Sunday, 20 July 2014

Paris - about Tiki culture and cocktails

As I have a passion for vintage clothing and lifestyle in general and my lovely man likes to create cocktails and has just discovered the rum drinks, of course the Tiki exhibition here in Paris at the Musée du Quai Branly was one of the first places to go. The exhibition gives a great introduction of the history of Tiki style as a Post-war escape to a dream world.

Tiki Pop
Returning home from World War II, many US-Soldiers brought with them stories and souvenirs from the South Pacific. The rise of the middle class as an economic force and the increasing affordability of travel, in particular the newly established air travel to Hawaii, raised the nation's interest in all things tropical and the Americans fell in love with their romanticized version of an exotic culture, where life is simple and joyful. Polynesian design began to infuse every aspect of the country's visual aesthetic, from home accessories to architecture.

         




exhibiton "Tiki Pop" at the Musée du Quai Branly
Main supporters of the Tiki culture were at the beginning the restaurant industry. Don the Beachcomber's in Hollywood, California, is largely credited as being the first tiki restaurant from which all other bars "borrowed." Victor "Trader Vic" Bergeron was a Donn Beach contemporary and the founder of Trader Vic's restaurant chain. Both created a variety of "Polynesian" dishes, including crab Rangoon and rumaki.

Don the Beachcomber
 Donn Beach, the founder of Don The Beachcomber, is also credited as having created the tropical drink genre. Donn was the first restaurateur to mix flavored syrups and fresh fruit juices with rum. These drinks were called Rhum Rhapsodies and made Don the Beachcomber's restaurant the hot spot for Hollywood elite and stars from the 1940s well into the 1960s. He is credited for having created some of the most memorable exotic cocktails such as the Scorpion and the Zombie. Among all cocktails the Mai Tai is considered to be the quintessential tiki cocktail. A protracted feud between Donn Beach and Trader Vic erupted when both claimed to have invented the Mai Tai.

               
Trader Vic's Menu
rum cocktail from Don the Beachcomber

























Still on the Tiki wave, of course we wanted to finish the experience with a nice cocktail, I have done my research at home and realized that the cocktail bars in Paris are a relatively young phenomena, with the first creatives trying to establish a cocktail scene 5 years ago.

Sherry Butt Paris
My choice for a great cocktail evening was the Sherry Butt in the Marais quarter. We came on a relaxed Sunday evening and had a nice conversation with the bartender about everything related to make good cocktails, starting from the different ingredients and twists to famous classics.


The menu at Sherry Butt

After trying their delicious cocktails from the menu, we got some special creations by the bartender. As I have mentioned before, that my lovely man is on a little rum exploration, he got a twisted Mai Tai where the Curacao is replaced with Yuzushu.

historical Mai Tai

6 cl Jamaika Rum Wray & Nephew 17 years*
1,5 cl curaçao orange
0,75 cl orgeat
0,75 cl simple sirup
2 cl fresh lime juice

decoration: mint leaves
preparation: Mix all ingredients together with ice cubes in a shaker. Pour the drink in a pre-cooled glass with crushed ice. Top with the mint leaves.

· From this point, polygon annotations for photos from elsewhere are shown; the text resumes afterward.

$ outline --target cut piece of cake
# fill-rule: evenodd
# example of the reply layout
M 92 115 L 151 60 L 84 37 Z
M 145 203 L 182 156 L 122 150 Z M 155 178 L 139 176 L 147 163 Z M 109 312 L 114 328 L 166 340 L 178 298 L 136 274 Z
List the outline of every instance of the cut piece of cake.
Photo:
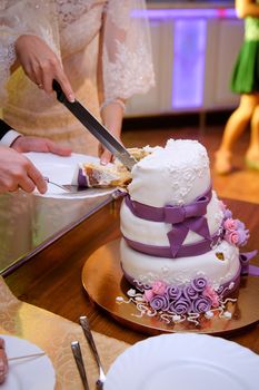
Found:
M 152 153 L 150 147 L 135 147 L 128 150 L 138 162 Z M 127 187 L 131 179 L 131 173 L 116 158 L 113 163 L 108 165 L 100 163 L 79 164 L 72 184 L 97 188 Z
M 78 175 L 78 184 L 83 187 L 124 187 L 130 181 L 130 172 L 117 164 L 82 164 Z

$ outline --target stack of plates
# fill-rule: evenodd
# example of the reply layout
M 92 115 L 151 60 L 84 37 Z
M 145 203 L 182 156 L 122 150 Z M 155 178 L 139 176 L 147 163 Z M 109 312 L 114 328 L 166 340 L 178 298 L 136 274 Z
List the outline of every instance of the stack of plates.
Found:
M 206 334 L 138 342 L 111 365 L 104 390 L 258 390 L 259 355 Z

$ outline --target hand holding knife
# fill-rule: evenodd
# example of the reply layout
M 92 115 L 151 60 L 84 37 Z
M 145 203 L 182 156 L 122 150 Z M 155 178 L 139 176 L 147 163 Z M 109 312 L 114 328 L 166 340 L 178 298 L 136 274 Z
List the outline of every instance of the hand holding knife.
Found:
M 71 103 L 67 99 L 59 82 L 53 80 L 53 90 L 57 92 L 57 99 L 62 103 L 81 124 L 108 149 L 129 170 L 137 163 L 133 156 L 126 147 L 113 137 L 109 130 L 77 99 Z

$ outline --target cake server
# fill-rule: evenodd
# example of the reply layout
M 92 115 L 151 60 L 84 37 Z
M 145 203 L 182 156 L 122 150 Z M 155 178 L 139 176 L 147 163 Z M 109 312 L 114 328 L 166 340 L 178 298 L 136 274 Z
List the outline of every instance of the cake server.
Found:
M 104 374 L 104 370 L 103 370 L 102 364 L 101 364 L 99 353 L 97 351 L 97 345 L 96 345 L 96 342 L 94 342 L 93 337 L 92 337 L 92 332 L 90 329 L 88 318 L 86 315 L 81 315 L 79 318 L 79 322 L 80 322 L 80 325 L 82 326 L 83 333 L 84 333 L 86 339 L 91 348 L 93 358 L 94 358 L 97 365 L 98 365 L 98 369 L 99 369 L 99 378 L 97 380 L 97 388 L 99 390 L 102 390 L 104 381 L 106 381 L 106 374 Z
M 62 88 L 57 80 L 53 80 L 53 90 L 57 92 L 57 99 L 62 103 L 81 124 L 108 149 L 129 170 L 132 169 L 137 160 L 113 137 L 108 129 L 77 99 L 71 103 L 67 99 Z

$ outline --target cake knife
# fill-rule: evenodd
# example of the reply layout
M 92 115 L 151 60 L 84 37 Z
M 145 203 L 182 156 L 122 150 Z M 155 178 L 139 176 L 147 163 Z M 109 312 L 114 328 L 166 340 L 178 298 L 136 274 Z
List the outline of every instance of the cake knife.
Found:
M 81 124 L 108 149 L 129 170 L 132 169 L 137 160 L 113 137 L 108 129 L 77 99 L 71 103 L 67 99 L 62 88 L 57 80 L 53 80 L 53 90 L 57 92 L 57 99 L 62 103 Z

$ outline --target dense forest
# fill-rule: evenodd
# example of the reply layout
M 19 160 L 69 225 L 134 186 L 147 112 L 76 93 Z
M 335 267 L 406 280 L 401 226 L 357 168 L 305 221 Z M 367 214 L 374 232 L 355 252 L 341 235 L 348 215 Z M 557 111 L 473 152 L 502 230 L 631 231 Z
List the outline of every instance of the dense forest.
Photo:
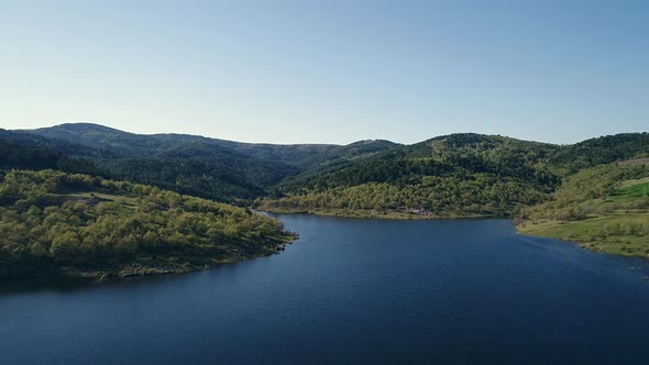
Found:
M 246 209 L 51 169 L 0 176 L 0 278 L 187 272 L 293 239 Z
M 187 270 L 273 252 L 287 240 L 278 222 L 226 203 L 510 217 L 526 233 L 646 256 L 647 163 L 647 133 L 573 145 L 461 133 L 340 146 L 140 135 L 88 123 L 0 130 L 0 275 Z

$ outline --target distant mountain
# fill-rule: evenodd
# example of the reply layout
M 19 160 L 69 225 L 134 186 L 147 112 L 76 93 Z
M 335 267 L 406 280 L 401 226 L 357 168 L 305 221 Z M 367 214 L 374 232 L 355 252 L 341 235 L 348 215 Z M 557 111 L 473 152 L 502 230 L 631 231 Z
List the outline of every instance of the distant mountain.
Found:
M 563 177 L 582 168 L 649 157 L 647 133 L 565 146 L 475 133 L 413 145 L 274 145 L 74 123 L 0 131 L 2 139 L 55 152 L 68 165 L 90 162 L 112 178 L 242 204 L 266 198 L 266 209 L 342 213 L 512 215 L 550 199 Z
M 0 139 L 20 145 L 91 159 L 112 178 L 222 201 L 262 197 L 267 187 L 319 164 L 361 158 L 396 145 L 254 144 L 187 134 L 142 135 L 91 123 L 2 132 Z
M 279 186 L 271 210 L 510 215 L 540 202 L 560 177 L 543 162 L 560 147 L 497 135 L 452 134 L 319 167 Z M 276 197 L 280 196 L 276 193 Z
M 649 133 L 620 133 L 562 146 L 548 163 L 563 174 L 614 162 L 649 157 Z

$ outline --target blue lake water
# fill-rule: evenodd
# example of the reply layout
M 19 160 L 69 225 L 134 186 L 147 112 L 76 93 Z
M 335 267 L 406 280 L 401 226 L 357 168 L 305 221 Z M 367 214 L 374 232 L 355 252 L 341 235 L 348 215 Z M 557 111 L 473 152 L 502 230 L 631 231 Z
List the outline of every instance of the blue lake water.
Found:
M 285 252 L 0 288 L 0 364 L 647 364 L 649 267 L 505 220 L 279 215 Z

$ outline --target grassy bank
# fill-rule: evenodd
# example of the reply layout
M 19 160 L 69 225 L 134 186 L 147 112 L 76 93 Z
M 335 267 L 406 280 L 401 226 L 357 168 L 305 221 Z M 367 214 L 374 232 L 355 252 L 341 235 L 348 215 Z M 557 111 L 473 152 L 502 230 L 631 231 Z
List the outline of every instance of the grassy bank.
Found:
M 449 213 L 414 213 L 405 211 L 382 211 L 382 210 L 348 210 L 348 209 L 316 209 L 316 210 L 298 210 L 298 209 L 282 209 L 282 208 L 258 208 L 260 211 L 280 214 L 314 214 L 324 217 L 343 217 L 358 219 L 396 219 L 396 220 L 432 220 L 432 219 L 484 219 L 498 218 L 488 214 L 459 214 L 454 212 Z
M 649 258 L 649 212 L 624 211 L 580 221 L 543 220 L 518 225 L 522 234 L 570 241 L 609 254 Z

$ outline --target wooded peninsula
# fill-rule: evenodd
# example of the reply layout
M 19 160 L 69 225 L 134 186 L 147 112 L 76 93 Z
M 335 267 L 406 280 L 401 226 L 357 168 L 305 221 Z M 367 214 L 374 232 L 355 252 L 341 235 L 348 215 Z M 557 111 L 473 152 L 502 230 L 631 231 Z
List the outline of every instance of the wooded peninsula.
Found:
M 649 134 L 272 145 L 88 123 L 0 130 L 1 279 L 188 272 L 296 239 L 252 209 L 510 218 L 524 234 L 647 258 Z

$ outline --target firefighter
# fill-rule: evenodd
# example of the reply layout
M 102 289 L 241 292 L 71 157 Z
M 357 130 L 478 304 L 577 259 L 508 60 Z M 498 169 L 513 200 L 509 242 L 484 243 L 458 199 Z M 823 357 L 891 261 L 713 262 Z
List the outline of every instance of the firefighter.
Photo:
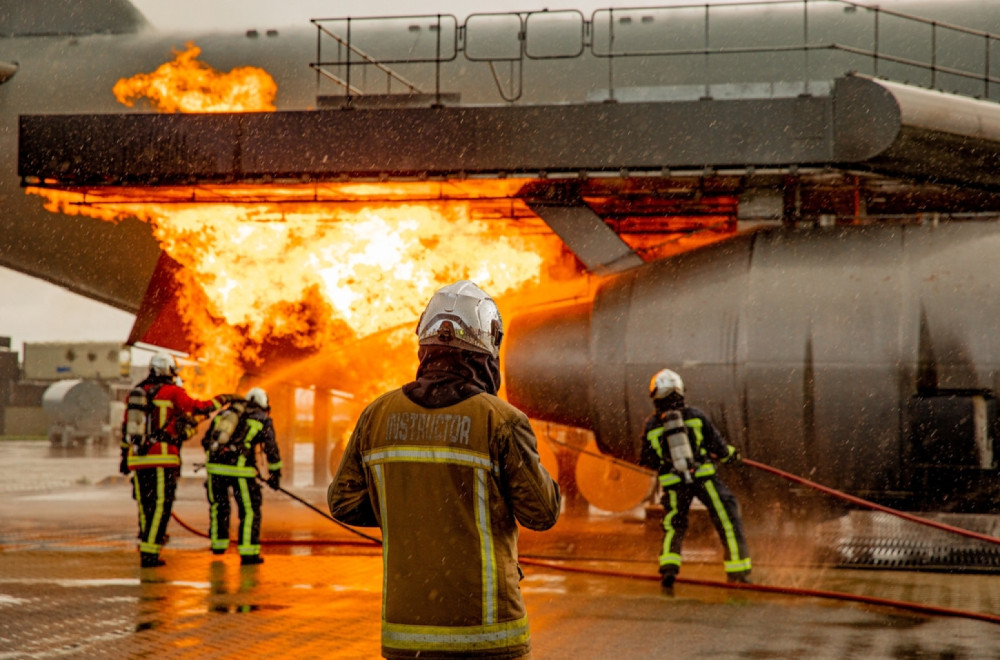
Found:
M 234 401 L 212 420 L 202 443 L 206 452 L 208 479 L 209 537 L 212 553 L 221 555 L 229 547 L 229 490 L 236 498 L 240 526 L 237 550 L 243 565 L 262 564 L 260 556 L 261 490 L 257 477 L 267 485 L 281 487 L 281 453 L 274 438 L 267 393 L 259 387 L 247 392 L 246 399 Z M 259 469 L 261 449 L 267 470 Z
M 528 657 L 517 523 L 552 527 L 560 495 L 528 418 L 496 396 L 499 310 L 462 280 L 431 297 L 417 336 L 416 379 L 361 413 L 330 512 L 381 527 L 383 657 Z
M 129 393 L 122 423 L 119 471 L 132 473 L 132 494 L 139 509 L 139 558 L 144 568 L 165 563 L 160 550 L 181 472 L 181 444 L 194 435 L 198 417 L 232 399 L 229 394 L 207 401 L 194 399 L 176 380 L 173 356 L 154 355 L 149 375 Z
M 736 497 L 716 474 L 715 461 L 740 460 L 736 447 L 697 408 L 684 405 L 684 383 L 669 369 L 653 376 L 649 395 L 656 411 L 646 420 L 640 463 L 659 471 L 663 487 L 663 549 L 660 583 L 673 593 L 681 568 L 681 544 L 688 528 L 688 511 L 697 497 L 708 509 L 725 553 L 729 582 L 749 582 L 750 556 L 743 535 Z

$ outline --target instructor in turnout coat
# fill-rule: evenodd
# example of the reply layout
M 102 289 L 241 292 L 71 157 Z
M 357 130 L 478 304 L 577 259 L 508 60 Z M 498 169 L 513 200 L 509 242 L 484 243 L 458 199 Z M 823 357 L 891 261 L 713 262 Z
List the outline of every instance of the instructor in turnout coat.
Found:
M 382 529 L 384 657 L 528 658 L 516 523 L 552 527 L 560 497 L 528 418 L 496 396 L 500 313 L 463 280 L 417 335 L 417 378 L 362 412 L 330 512 Z

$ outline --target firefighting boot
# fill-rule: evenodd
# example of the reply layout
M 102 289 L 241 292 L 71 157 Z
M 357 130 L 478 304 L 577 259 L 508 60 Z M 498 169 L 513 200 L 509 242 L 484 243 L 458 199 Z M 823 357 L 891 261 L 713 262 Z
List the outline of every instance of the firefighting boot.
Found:
M 732 584 L 753 584 L 750 581 L 749 573 L 728 573 L 726 575 L 726 582 Z
M 151 552 L 140 552 L 139 553 L 139 566 L 142 568 L 156 568 L 157 566 L 163 566 L 167 562 L 160 559 L 159 555 L 154 555 Z

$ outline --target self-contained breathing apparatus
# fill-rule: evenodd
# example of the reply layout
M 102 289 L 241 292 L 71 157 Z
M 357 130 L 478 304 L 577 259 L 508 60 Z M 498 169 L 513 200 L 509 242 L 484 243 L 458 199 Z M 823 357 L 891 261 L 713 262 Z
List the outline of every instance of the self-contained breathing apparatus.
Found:
M 152 429 L 153 399 L 159 391 L 160 386 L 157 385 L 149 392 L 142 387 L 133 387 L 128 393 L 125 434 L 132 445 L 132 453 L 136 456 L 144 456 L 153 444 L 161 440 L 154 437 L 160 435 L 160 432 Z
M 234 401 L 229 407 L 215 416 L 212 431 L 205 436 L 205 449 L 210 459 L 224 454 L 239 451 L 237 443 L 233 442 L 233 432 L 246 412 L 245 401 Z
M 691 473 L 698 467 L 698 464 L 691 451 L 691 442 L 688 440 L 687 427 L 684 426 L 684 417 L 679 410 L 668 410 L 664 413 L 663 420 L 663 432 L 667 436 L 670 461 L 674 464 L 674 469 L 684 479 L 684 483 L 693 483 L 694 479 L 691 477 Z

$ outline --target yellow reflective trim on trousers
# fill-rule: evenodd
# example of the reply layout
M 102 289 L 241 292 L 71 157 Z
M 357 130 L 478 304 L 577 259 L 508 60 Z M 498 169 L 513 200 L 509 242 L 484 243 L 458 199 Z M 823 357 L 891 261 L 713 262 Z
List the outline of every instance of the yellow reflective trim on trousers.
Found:
M 243 436 L 243 446 L 250 449 L 253 445 L 254 436 L 260 433 L 260 430 L 264 428 L 264 424 L 256 419 L 247 419 L 247 427 L 249 430 L 247 431 L 247 434 Z
M 677 491 L 668 490 L 667 497 L 670 499 L 670 511 L 663 516 L 663 549 L 660 552 L 660 566 L 680 566 L 681 556 L 670 552 L 670 544 L 674 540 L 674 516 L 677 515 Z
M 476 470 L 476 529 L 479 531 L 479 561 L 483 585 L 483 623 L 497 620 L 497 558 L 493 546 L 493 528 L 490 524 L 489 490 L 486 470 Z
M 646 440 L 649 441 L 649 445 L 656 452 L 656 455 L 663 460 L 663 445 L 660 443 L 660 437 L 663 435 L 663 427 L 657 426 L 655 429 L 646 434 Z
M 257 476 L 257 470 L 252 467 L 225 465 L 223 463 L 206 463 L 205 471 L 221 477 L 244 477 L 252 479 Z
M 659 476 L 661 486 L 675 486 L 681 482 L 681 478 L 674 473 L 661 474 Z
M 363 458 L 365 465 L 403 461 L 408 463 L 451 463 L 486 470 L 494 469 L 487 454 L 441 447 L 399 446 L 375 449 L 367 452 Z
M 483 626 L 410 626 L 382 622 L 382 644 L 409 651 L 476 651 L 527 644 L 528 618 Z
M 385 474 L 381 465 L 372 466 L 372 475 L 375 477 L 375 492 L 378 493 L 379 520 L 382 521 L 382 624 L 385 625 L 385 595 L 389 593 L 389 519 L 388 511 L 385 508 Z
M 132 492 L 135 493 L 135 503 L 139 505 L 139 529 L 146 529 L 146 511 L 142 508 L 142 491 L 139 490 L 139 475 L 132 475 Z
M 703 426 L 701 420 L 697 417 L 692 417 L 691 419 L 684 420 L 684 426 L 688 427 L 694 431 L 694 446 L 695 449 L 701 452 L 701 442 L 705 439 L 705 436 L 701 432 L 701 427 Z
M 710 477 L 715 474 L 715 464 L 714 463 L 702 463 L 698 466 L 698 469 L 694 471 L 695 478 L 700 477 Z
M 156 530 L 163 520 L 163 505 L 167 501 L 166 476 L 163 468 L 156 468 L 156 506 L 153 508 L 153 519 L 146 527 L 146 538 L 139 544 L 140 552 L 159 553 L 160 545 L 156 542 Z
M 715 509 L 715 514 L 722 521 L 722 531 L 726 537 L 726 547 L 729 548 L 730 561 L 739 561 L 742 559 L 740 544 L 736 542 L 736 531 L 733 529 L 733 521 L 729 519 L 726 507 L 719 498 L 719 491 L 715 489 L 715 484 L 711 481 L 705 482 L 705 491 L 708 492 L 708 498 L 712 501 L 712 508 Z
M 251 545 L 250 543 L 250 532 L 253 530 L 254 517 L 253 507 L 250 506 L 250 488 L 247 486 L 246 479 L 240 477 L 236 481 L 240 487 L 240 499 L 243 501 L 243 520 L 240 524 L 240 542 L 238 549 L 241 555 L 259 555 L 260 546 Z
M 722 563 L 722 567 L 727 573 L 745 573 L 749 571 L 753 566 L 750 565 L 749 557 L 747 559 L 741 559 L 739 561 L 726 561 Z
M 180 464 L 181 457 L 177 454 L 153 454 L 151 456 L 128 457 L 128 466 L 130 468 L 172 467 Z

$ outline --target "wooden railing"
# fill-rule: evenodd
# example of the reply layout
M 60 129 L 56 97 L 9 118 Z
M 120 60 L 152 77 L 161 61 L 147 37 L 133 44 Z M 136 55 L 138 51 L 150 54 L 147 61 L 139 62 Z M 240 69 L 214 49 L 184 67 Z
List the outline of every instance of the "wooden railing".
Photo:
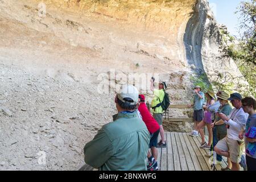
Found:
M 164 115 L 164 122 L 193 122 L 193 118 L 174 118 L 169 116 L 169 113 L 171 112 L 171 109 L 192 109 L 191 107 L 188 107 L 187 105 L 170 105 L 169 109 L 167 111 Z
M 147 102 L 147 106 L 149 110 L 150 110 L 150 104 Z M 189 107 L 187 105 L 174 105 L 172 104 L 169 106 L 169 109 L 164 113 L 164 122 L 193 122 L 193 118 L 174 118 L 169 116 L 169 113 L 171 113 L 171 109 L 192 109 L 192 107 Z

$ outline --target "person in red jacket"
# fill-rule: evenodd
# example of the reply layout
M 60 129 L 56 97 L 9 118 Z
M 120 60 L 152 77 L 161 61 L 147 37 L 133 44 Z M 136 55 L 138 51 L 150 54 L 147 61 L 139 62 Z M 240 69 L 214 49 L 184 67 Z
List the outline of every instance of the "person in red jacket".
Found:
M 158 135 L 160 131 L 160 126 L 147 109 L 145 104 L 145 96 L 144 95 L 139 95 L 139 106 L 138 110 L 141 113 L 142 120 L 145 123 L 146 126 L 147 126 L 151 135 L 149 148 L 151 148 L 151 152 L 149 150 L 147 153 L 147 158 L 148 158 L 147 169 L 149 171 L 158 171 L 158 150 L 156 146 Z

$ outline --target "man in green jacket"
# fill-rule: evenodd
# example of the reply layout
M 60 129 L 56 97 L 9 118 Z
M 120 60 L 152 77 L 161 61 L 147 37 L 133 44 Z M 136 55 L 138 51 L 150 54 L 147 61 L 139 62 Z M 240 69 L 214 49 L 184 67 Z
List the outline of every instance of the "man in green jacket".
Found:
M 135 111 L 138 92 L 122 86 L 115 98 L 118 114 L 84 147 L 85 162 L 104 171 L 146 171 L 150 135 Z

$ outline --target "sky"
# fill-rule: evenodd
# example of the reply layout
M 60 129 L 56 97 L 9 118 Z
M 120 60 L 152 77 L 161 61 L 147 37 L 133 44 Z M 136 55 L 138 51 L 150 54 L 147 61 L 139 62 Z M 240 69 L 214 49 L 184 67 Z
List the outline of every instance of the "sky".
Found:
M 228 27 L 228 31 L 232 35 L 239 35 L 237 28 L 239 25 L 238 14 L 235 14 L 237 7 L 242 1 L 249 0 L 208 0 L 210 7 L 213 11 L 218 23 Z

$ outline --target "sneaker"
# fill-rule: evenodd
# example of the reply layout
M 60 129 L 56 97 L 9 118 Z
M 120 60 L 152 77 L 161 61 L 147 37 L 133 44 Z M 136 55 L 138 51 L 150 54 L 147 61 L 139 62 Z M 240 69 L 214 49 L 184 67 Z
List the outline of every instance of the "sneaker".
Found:
M 245 155 L 243 154 L 241 156 L 241 161 L 239 164 L 243 168 L 243 171 L 247 171 L 246 162 L 245 160 Z
M 193 135 L 194 135 L 195 134 L 195 133 L 196 133 L 196 130 L 193 130 L 190 134 L 189 134 L 189 136 L 192 136 Z
M 158 162 L 156 162 L 151 168 L 147 169 L 148 171 L 159 171 Z
M 204 150 L 210 150 L 210 146 L 208 146 L 208 145 L 207 144 L 201 148 L 202 148 L 203 149 L 204 149 Z
M 193 136 L 193 137 L 196 137 L 196 136 L 199 136 L 199 135 L 198 135 L 198 131 L 196 131 L 196 132 L 194 132 L 191 136 Z
M 166 147 L 166 141 L 164 141 L 164 143 L 162 143 L 161 141 L 158 142 L 157 147 L 158 148 Z
M 204 147 L 207 145 L 207 143 L 204 142 L 204 143 L 201 143 L 201 146 L 200 146 L 200 148 L 203 148 L 203 147 Z
M 213 151 L 210 151 L 207 154 L 205 154 L 204 156 L 207 158 L 210 158 L 213 155 Z
M 158 167 L 156 166 L 156 167 L 152 167 L 152 168 L 151 168 L 150 169 L 147 169 L 147 170 L 148 171 L 159 171 L 159 169 L 158 168 Z
M 227 167 L 226 167 L 225 168 L 221 168 L 221 171 L 231 171 L 231 169 L 230 169 L 230 168 L 229 168 L 228 167 L 228 166 Z
M 157 165 L 158 162 L 154 158 L 152 158 L 151 160 L 148 160 L 148 164 L 147 165 L 147 169 L 150 169 L 154 165 L 155 165 L 156 163 L 156 165 Z
M 211 156 L 209 159 L 209 163 L 210 165 L 214 164 L 214 165 L 218 165 L 218 164 L 222 164 L 222 161 L 218 161 L 218 160 L 214 160 L 214 161 L 213 161 L 213 156 Z

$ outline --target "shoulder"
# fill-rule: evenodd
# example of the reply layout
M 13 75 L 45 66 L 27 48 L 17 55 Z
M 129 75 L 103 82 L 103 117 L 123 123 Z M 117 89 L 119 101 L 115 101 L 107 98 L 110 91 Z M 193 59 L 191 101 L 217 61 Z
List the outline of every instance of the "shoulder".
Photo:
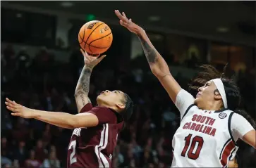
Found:
M 99 124 L 116 124 L 117 117 L 115 112 L 106 107 L 96 106 L 92 108 L 87 112 L 97 116 L 99 119 Z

*Since the rum originally was soon no longer available, Trader Vic replaced it later with half the amount of a different Jamaican rum and half the amount of Martinique rum.

the bar
I started with smokey whiskey and as the bar has an own whiskey menu, I got a twisted Penicilin cocktail with ginger and piment d'espelette.

Penicillin Cocktail

5,5 cl Malt Whiskey
1 cl galgant or ginger
1 cl honey
1,5cl lime juice

glass: tumbler
decoration: pinch Szechuan pepper or here piment d'espelette
preparation: Mix all ingredients together with ice cubes in a shaker. Pour the drink in a pre-cooled glass with fresh ice cubes. Top with the fresh pepper.